POÈMES D’ENFANCE (11)
Par Michel Bellin le lundi 27 avril 2009, 08:53 - Lien permanent
Très souvent remontent à la surface de ma mémoire des lambeaux de poèmes… un demi vers boiteux par ci… un octosyllabe estropié par là… parfois juste quelques mots agrippés à une rime. Par exemple : « Midi, roi des étés épandu sur la plaine… » ou «…le coup dut l'effleurer à peine, aucun bruit ne l'a révélé mais la légère meurtrissure… » Ensuite, plus rien, le cerveau capitule : un grand blanc. J'enrage, j'épelle à mi-voix pour retrouver le Sésame. Toujours rien. Pas moyen de trouver la suite mais il suffirait peut-être de gratter par ci, de dépoussiérer par là… peut-être… c'est si lointain, un demi-siècle ! C'est si proche, encore si vivant en moi lorsque je ferme les yeux pour ressentir dans mon esprit embué toute cette imagerie verbale qui palpite et bat encore comme un petit cœur obstiné. Fragments d'enfance !

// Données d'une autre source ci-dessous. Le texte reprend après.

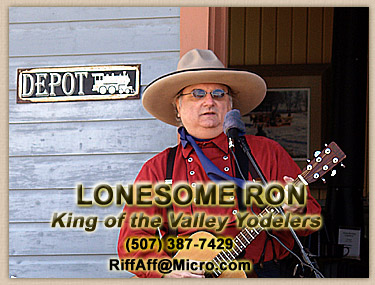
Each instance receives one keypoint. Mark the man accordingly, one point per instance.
(198, 96)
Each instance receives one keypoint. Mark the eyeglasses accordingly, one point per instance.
(200, 93)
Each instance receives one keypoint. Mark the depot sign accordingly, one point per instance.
(78, 83)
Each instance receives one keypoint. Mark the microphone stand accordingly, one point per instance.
(251, 158)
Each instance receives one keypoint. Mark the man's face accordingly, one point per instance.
(203, 117)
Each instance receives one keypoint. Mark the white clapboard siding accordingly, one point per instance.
(64, 172)
(90, 137)
(41, 239)
(41, 204)
(64, 266)
(153, 64)
(77, 111)
(55, 146)
(50, 14)
(94, 37)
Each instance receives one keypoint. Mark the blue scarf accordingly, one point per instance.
(212, 171)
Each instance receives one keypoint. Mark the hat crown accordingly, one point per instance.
(199, 58)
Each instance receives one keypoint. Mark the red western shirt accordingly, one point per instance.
(274, 162)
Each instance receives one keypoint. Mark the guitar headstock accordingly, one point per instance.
(324, 161)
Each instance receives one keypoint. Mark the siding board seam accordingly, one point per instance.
(91, 54)
(95, 20)
(83, 154)
(81, 121)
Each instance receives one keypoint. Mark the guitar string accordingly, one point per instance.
(245, 231)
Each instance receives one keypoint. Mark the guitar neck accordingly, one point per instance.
(320, 165)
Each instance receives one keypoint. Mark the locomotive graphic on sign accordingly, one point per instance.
(58, 84)
(111, 83)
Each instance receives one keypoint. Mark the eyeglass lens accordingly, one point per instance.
(200, 93)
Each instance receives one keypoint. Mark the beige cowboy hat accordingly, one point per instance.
(201, 66)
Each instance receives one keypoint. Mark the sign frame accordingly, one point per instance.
(104, 69)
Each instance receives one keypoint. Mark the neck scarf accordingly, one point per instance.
(212, 171)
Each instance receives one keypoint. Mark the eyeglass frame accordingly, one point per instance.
(212, 95)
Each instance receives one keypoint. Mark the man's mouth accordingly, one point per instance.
(209, 113)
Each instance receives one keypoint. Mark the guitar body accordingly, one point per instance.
(206, 254)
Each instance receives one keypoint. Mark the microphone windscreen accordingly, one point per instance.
(233, 120)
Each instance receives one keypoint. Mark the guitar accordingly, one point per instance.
(323, 162)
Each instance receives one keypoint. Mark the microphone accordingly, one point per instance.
(233, 126)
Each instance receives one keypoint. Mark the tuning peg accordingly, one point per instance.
(316, 154)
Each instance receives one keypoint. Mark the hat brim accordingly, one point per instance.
(249, 89)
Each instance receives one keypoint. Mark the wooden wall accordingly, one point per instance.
(264, 36)
(53, 146)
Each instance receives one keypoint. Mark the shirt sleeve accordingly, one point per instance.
(152, 171)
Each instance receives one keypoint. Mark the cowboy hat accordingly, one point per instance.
(201, 66)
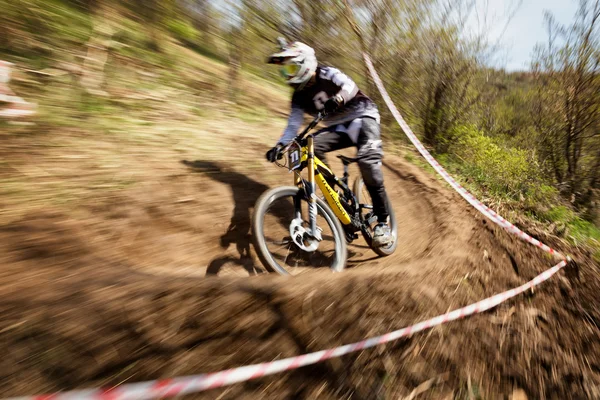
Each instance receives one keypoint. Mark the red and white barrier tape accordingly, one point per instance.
(490, 214)
(197, 383)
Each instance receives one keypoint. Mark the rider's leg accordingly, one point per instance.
(370, 154)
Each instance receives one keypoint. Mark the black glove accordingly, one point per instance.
(333, 104)
(274, 154)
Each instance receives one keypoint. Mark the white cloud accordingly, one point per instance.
(524, 30)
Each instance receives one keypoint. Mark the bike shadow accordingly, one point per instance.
(245, 192)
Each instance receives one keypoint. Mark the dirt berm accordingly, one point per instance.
(117, 292)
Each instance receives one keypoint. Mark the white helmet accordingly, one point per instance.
(298, 63)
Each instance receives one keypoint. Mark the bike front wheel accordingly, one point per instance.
(280, 232)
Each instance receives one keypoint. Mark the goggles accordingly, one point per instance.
(289, 70)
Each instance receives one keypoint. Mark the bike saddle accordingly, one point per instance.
(347, 160)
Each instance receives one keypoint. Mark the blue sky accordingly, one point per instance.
(524, 30)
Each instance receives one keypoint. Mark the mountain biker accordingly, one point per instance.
(352, 120)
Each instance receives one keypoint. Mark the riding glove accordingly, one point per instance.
(333, 103)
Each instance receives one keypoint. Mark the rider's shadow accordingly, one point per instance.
(245, 193)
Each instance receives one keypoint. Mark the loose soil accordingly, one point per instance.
(160, 280)
(126, 255)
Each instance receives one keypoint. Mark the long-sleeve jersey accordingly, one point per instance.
(311, 99)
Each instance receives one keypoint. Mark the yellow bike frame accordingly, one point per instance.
(315, 176)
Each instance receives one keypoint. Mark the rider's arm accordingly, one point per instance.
(348, 88)
(294, 122)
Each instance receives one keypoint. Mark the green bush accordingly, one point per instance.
(503, 171)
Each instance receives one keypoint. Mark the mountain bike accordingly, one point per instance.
(295, 231)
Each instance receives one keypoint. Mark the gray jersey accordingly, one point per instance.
(311, 99)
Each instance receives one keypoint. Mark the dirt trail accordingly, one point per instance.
(120, 293)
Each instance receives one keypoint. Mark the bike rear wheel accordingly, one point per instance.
(275, 220)
(364, 198)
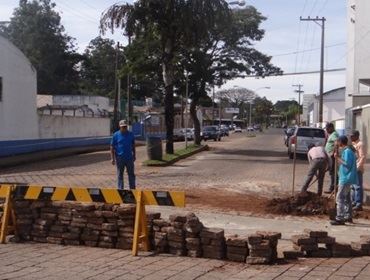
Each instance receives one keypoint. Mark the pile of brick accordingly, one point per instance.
(192, 228)
(237, 248)
(213, 243)
(362, 247)
(263, 247)
(176, 235)
(313, 243)
(90, 224)
(159, 236)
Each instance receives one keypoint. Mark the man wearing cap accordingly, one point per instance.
(319, 162)
(358, 191)
(330, 148)
(347, 177)
(123, 154)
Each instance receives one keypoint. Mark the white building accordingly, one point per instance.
(18, 87)
(333, 108)
(358, 71)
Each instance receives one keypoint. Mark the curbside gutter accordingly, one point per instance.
(171, 162)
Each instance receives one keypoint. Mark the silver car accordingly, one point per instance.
(303, 137)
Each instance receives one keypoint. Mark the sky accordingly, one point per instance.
(293, 44)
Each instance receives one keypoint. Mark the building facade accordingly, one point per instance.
(18, 87)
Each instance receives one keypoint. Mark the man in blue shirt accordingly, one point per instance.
(123, 154)
(347, 177)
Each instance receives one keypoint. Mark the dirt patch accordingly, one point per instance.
(309, 204)
(301, 204)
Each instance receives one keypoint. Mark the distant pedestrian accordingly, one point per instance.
(319, 163)
(330, 149)
(347, 177)
(123, 154)
(358, 191)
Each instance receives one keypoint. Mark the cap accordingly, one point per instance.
(122, 123)
(355, 133)
(329, 125)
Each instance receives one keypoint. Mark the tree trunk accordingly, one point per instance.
(168, 77)
(193, 113)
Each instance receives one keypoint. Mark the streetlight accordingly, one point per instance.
(250, 104)
(239, 3)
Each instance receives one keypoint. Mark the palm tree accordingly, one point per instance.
(176, 23)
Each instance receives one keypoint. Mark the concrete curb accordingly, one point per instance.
(51, 154)
(201, 149)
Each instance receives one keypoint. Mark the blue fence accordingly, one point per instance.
(16, 147)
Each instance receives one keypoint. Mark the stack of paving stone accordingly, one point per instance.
(213, 243)
(237, 248)
(362, 247)
(315, 244)
(125, 223)
(24, 219)
(160, 228)
(192, 228)
(263, 247)
(176, 235)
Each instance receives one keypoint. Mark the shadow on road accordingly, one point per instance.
(80, 160)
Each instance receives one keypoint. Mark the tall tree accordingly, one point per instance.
(177, 23)
(36, 30)
(98, 68)
(226, 53)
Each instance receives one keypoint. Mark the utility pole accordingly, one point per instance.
(299, 91)
(115, 109)
(213, 107)
(317, 20)
(129, 95)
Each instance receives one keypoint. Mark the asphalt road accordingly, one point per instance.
(238, 163)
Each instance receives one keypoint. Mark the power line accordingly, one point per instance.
(308, 50)
(298, 73)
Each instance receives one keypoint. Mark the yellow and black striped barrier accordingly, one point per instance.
(105, 195)
(115, 196)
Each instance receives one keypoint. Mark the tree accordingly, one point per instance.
(225, 53)
(98, 68)
(177, 23)
(263, 108)
(36, 30)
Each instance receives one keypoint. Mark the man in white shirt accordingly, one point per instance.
(319, 163)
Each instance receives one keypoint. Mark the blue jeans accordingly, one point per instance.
(344, 203)
(358, 190)
(129, 164)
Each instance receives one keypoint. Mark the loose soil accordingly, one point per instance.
(309, 204)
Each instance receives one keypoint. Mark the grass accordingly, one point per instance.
(169, 158)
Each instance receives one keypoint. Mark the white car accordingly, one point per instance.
(237, 129)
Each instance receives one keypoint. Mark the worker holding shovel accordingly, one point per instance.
(347, 177)
(319, 163)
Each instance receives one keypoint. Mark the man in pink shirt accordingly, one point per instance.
(319, 163)
(358, 190)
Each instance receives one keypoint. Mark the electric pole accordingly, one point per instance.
(299, 91)
(317, 20)
(116, 95)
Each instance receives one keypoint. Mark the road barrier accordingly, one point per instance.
(105, 195)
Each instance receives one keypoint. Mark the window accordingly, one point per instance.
(1, 89)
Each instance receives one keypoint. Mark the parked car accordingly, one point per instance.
(238, 129)
(224, 130)
(211, 132)
(303, 137)
(287, 133)
(178, 135)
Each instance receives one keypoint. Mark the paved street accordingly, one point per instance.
(257, 165)
(238, 163)
(43, 261)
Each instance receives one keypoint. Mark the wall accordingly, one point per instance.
(66, 127)
(18, 116)
(358, 54)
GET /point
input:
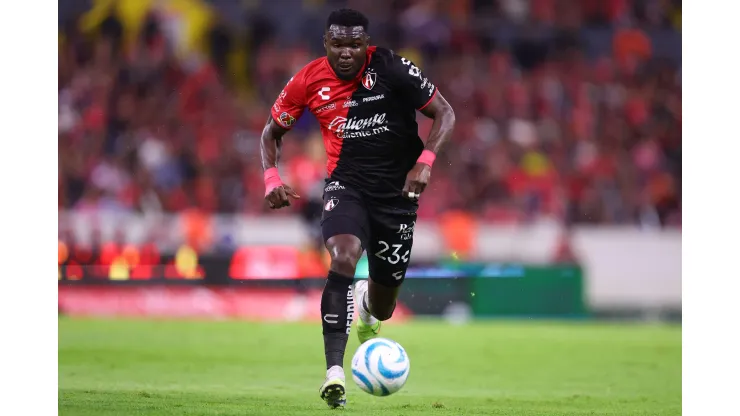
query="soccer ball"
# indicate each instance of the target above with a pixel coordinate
(380, 367)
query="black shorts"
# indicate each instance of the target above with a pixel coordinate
(385, 228)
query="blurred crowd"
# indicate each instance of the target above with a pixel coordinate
(567, 109)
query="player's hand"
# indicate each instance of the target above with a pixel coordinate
(280, 196)
(416, 181)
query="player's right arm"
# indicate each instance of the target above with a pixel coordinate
(284, 113)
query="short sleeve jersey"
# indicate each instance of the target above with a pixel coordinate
(368, 124)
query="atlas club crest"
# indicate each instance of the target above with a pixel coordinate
(369, 78)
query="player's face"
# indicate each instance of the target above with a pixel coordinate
(345, 49)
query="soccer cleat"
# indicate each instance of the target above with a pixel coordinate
(333, 392)
(365, 330)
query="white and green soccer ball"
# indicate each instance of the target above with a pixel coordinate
(380, 367)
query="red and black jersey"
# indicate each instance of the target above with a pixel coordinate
(368, 124)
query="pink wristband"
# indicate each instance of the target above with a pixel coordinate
(427, 157)
(272, 180)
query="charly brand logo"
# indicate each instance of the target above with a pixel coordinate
(333, 186)
(326, 107)
(369, 79)
(331, 204)
(286, 119)
(406, 231)
(358, 127)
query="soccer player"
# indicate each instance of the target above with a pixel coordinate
(365, 98)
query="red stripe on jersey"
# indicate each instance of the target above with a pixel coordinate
(329, 99)
(317, 88)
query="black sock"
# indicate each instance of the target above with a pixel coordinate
(337, 311)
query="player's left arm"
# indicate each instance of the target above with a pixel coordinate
(426, 98)
(441, 112)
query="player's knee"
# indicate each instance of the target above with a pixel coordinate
(344, 262)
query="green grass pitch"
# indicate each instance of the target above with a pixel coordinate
(130, 367)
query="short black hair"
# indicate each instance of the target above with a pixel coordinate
(348, 18)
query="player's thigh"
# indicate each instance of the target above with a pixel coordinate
(344, 213)
(391, 241)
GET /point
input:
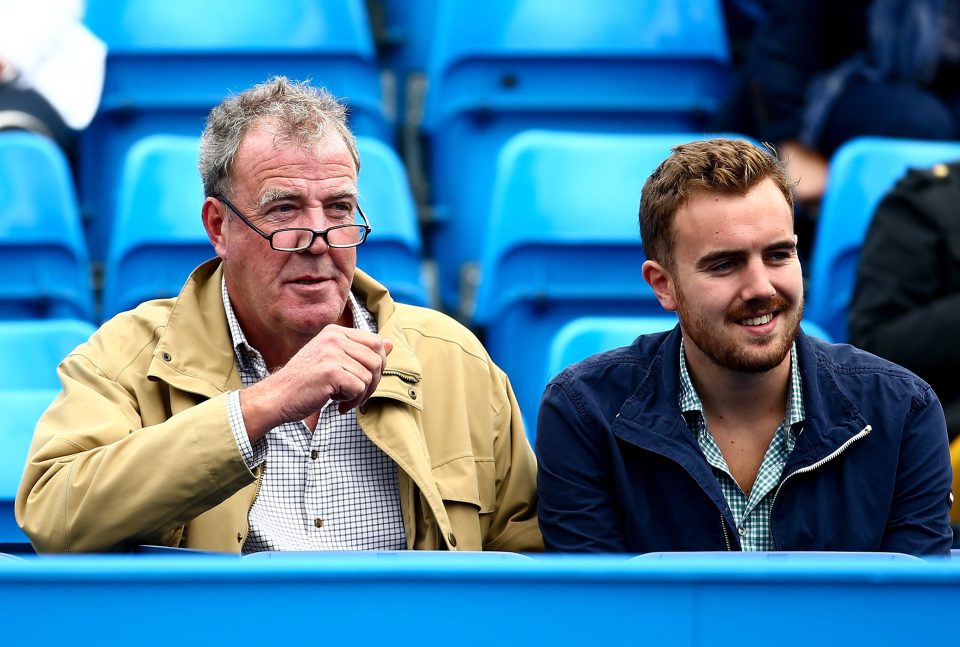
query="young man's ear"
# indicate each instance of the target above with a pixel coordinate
(214, 221)
(662, 283)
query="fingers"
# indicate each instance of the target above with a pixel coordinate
(340, 364)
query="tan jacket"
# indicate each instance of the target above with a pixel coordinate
(137, 448)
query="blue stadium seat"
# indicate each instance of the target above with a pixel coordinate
(563, 242)
(586, 336)
(393, 254)
(158, 238)
(35, 348)
(503, 66)
(861, 172)
(21, 410)
(169, 62)
(43, 257)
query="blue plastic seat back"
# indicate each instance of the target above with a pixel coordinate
(564, 221)
(169, 63)
(43, 257)
(498, 68)
(668, 55)
(34, 348)
(563, 242)
(586, 336)
(393, 254)
(861, 173)
(158, 238)
(21, 411)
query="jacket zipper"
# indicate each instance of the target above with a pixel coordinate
(255, 495)
(726, 536)
(406, 377)
(809, 468)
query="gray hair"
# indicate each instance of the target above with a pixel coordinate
(299, 113)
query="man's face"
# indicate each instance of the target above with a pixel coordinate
(736, 280)
(281, 298)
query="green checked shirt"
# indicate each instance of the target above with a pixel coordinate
(752, 514)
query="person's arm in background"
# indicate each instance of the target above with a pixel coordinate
(902, 307)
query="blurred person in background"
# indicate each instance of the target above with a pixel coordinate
(906, 301)
(818, 73)
(51, 69)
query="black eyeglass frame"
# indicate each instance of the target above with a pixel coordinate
(313, 232)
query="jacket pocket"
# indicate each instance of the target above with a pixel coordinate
(468, 491)
(467, 480)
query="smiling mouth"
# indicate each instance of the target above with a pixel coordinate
(757, 321)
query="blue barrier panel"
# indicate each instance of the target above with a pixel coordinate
(550, 600)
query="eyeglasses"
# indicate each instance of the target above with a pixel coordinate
(297, 239)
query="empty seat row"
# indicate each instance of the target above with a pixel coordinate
(501, 67)
(493, 69)
(159, 237)
(169, 63)
(34, 348)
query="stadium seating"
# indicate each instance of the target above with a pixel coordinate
(21, 410)
(503, 66)
(562, 242)
(43, 257)
(861, 172)
(393, 253)
(158, 236)
(586, 336)
(35, 348)
(169, 62)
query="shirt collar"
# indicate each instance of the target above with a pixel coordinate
(245, 353)
(690, 402)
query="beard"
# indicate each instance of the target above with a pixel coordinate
(757, 355)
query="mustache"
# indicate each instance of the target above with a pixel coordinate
(757, 307)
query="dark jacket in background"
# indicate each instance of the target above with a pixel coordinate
(906, 302)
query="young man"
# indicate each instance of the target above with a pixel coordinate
(283, 401)
(735, 431)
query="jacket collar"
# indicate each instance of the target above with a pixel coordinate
(831, 416)
(651, 417)
(194, 353)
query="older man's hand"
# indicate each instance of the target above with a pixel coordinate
(340, 364)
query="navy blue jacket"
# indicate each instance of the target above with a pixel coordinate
(620, 471)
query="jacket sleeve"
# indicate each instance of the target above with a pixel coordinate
(901, 308)
(578, 508)
(514, 527)
(97, 480)
(918, 522)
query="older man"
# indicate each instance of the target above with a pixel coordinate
(283, 401)
(736, 431)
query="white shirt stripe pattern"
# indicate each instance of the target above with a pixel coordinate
(332, 489)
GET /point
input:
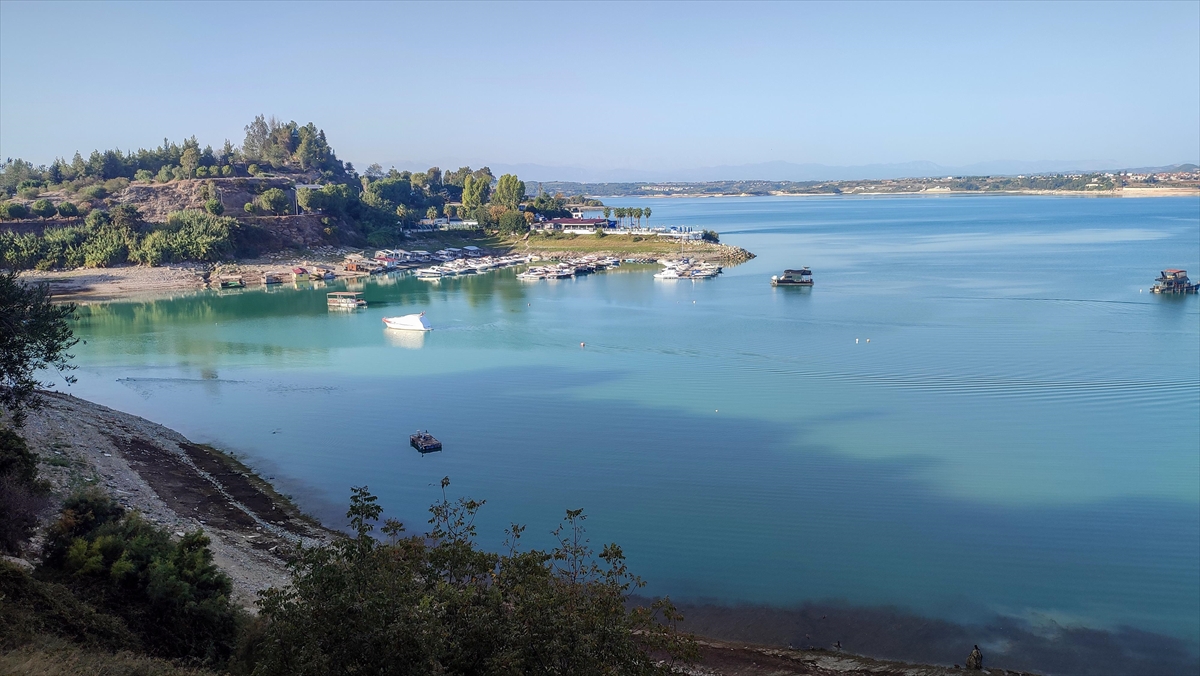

En ce temps-là (dans les années soixante), boule rase et blouse grise, j'étais un élève modèle dans mon petit séminaire austère. On faisait ses Humanités, comme on disait à l'époque. Le grec et le latin étaient à l'honneur, Bordas était notre Bible, un certain Calvet aussi, en moins rutilant. J'étais 1er de classe à peu près en tout (sauf en gymnastique, et dans les autres matières Gabriel et François étaient de redoutables concurrents !). Année après année, je collectionnais les billets d'honneur qui étaient roses et les livres de Prix fin juin (ils étaient ennuyeux car c'était souvent des vies de Saints). J'adorais déjà les mots, les strophes bien rythmées, les alexandrins fiers et musclés, les métaphores et les harmonies imitatives – « La foudre au Capitolin tombe ! » – et j'étais tout à mon affaire lorsqu'il s'agissait d'apprendre par cœur puis de réciter, bien droit à côté du banc, en mettant de l'expression. Comme j'étais ému et intimidé ! Pourquoi ces lambeaux de poésies ont-ils résisté à l'usure du temps… à tous les sédiments qui se sont accumulés sur ces années studieuses et en définitive heureuse ? Je ne saurais le dire.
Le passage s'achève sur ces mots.